Il tasso di disoccupazione nell'Eurozona si attesta al 6,3% della popolazione attiva a novembre, dopo il 6,4% registrato il mese precedente. Inoltre, i prezzi alla produzione industriale a novembre sono aumentati dello 0,5% nell'area euro.
L'attenzione si concentrerà in particolare nel pomeriggio sulle richieste settimanali di sussidi di disoccupazione oltreoceano.
"I risultati societari dovrebbero continuare a sostenere i mercati, ma gli elevati livelli di valutazione e la concentrazione legata all'IA invitano alla prudenza e alla diversificazione. Infine, i rischi geopolitici, soprattutto in vista delle elezioni di midterm negli Stati Uniti, rappresentano un fattore di incertezza da non sottovalutare", afferma Grégoire Kounowski, Investment Advisor presso Norman K.
In Europa, Tesco (-5,44%, a 428 pence) subisce forti vendite a Londra dopo la pubblicazione di vendite inferiori alle previsioni nel terzo trimestre e nel periodo natalizio, anche se il gruppo ha rivisto al rialzo la forchetta dell'utile operativo rettificato per l'esercizio 2025-2026.
A Parigi, Sodexo (-3,55% a 42,44 euro) è sotto pressione, penalizzata dalla perdita di contratti in Nord America e dalla svalutazione del dollaro. Lo specialista della ristorazione collettiva ha dichiarato un fatturato in calo del 2,2%, a 6,26 miliardi di euro. L'attività in Nord America, area che rappresenta poco meno della metà delle sue vendite totali, ha subito una flessione del 6,5%.
Per contro, BNP Paribas (+2,32% a 81,55 euro) si posiziona in testa all'indice CAC 40, sostenuta dall'aumento della raccomandazione di UBS, che è passata ad Acquisto sul titolo, con un obiettivo di prezzo rivisto da 77,4 a 103 euro.

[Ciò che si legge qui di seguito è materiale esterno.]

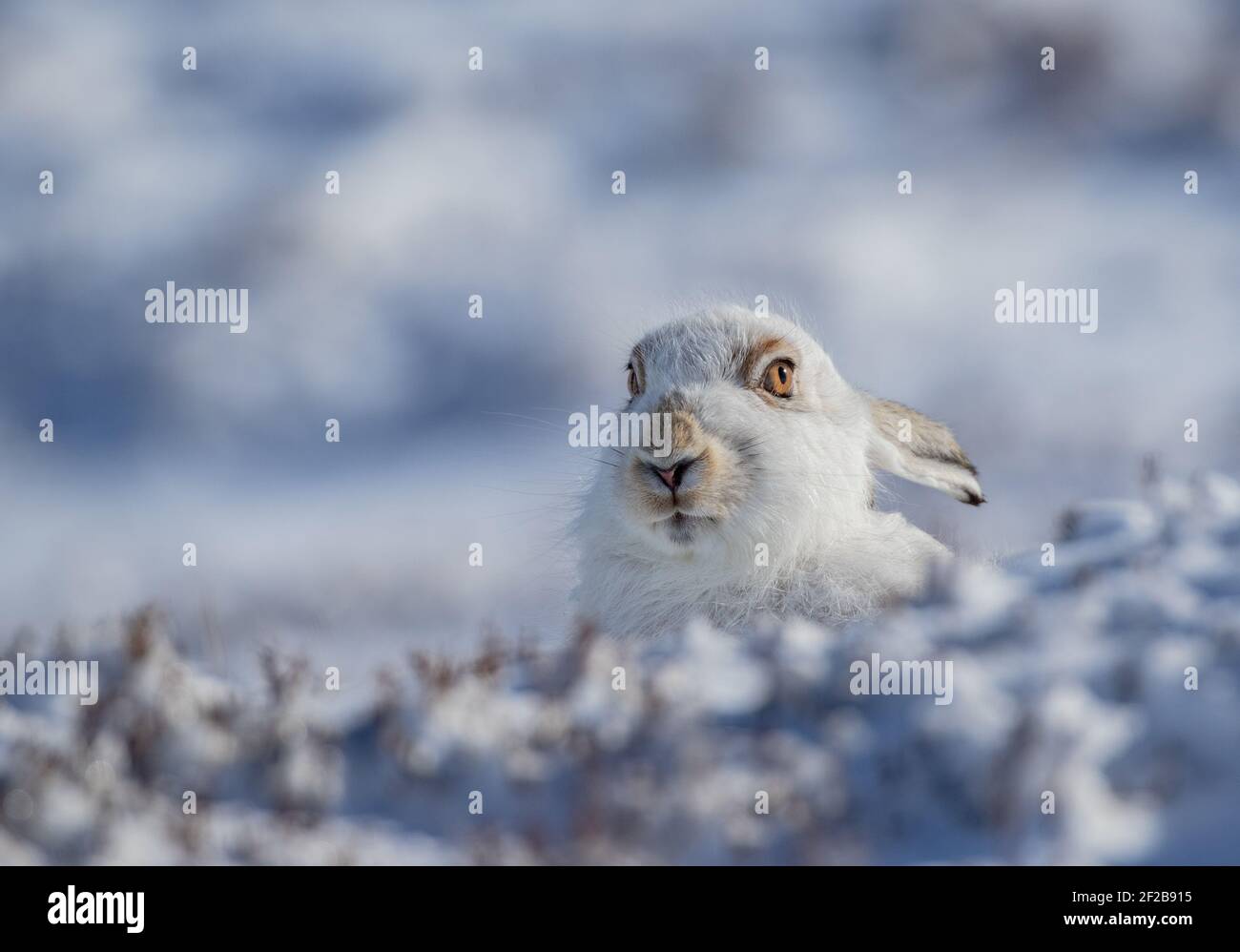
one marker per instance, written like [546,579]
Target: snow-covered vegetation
[1110,678]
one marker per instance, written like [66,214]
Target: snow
[1069,678]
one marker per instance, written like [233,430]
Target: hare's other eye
[777,378]
[633,384]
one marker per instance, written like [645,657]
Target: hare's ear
[913,446]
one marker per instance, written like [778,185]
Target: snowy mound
[1094,716]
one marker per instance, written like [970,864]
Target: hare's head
[764,440]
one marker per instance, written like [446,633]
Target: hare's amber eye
[633,385]
[777,378]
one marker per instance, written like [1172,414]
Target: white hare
[765,502]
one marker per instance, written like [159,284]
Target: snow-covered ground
[1108,679]
[497,182]
[740,182]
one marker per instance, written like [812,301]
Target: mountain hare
[763,497]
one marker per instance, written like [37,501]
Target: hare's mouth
[682,527]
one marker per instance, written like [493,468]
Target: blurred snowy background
[1067,679]
[497,182]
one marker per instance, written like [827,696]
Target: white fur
[804,488]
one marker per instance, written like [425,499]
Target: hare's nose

La banca ha inoltre annunciato di aver ottenuto l'autorizzazione a presentare ricorso contro la condanna nel dossier sudanese, dopo essere stata giudicata colpevole in primo grado a seguito di una decisione giudiziaria pronunciata lo scorso ottobre.
A metà seduta, l'euro guadagna lo 0,02% a 1,1679 dollari.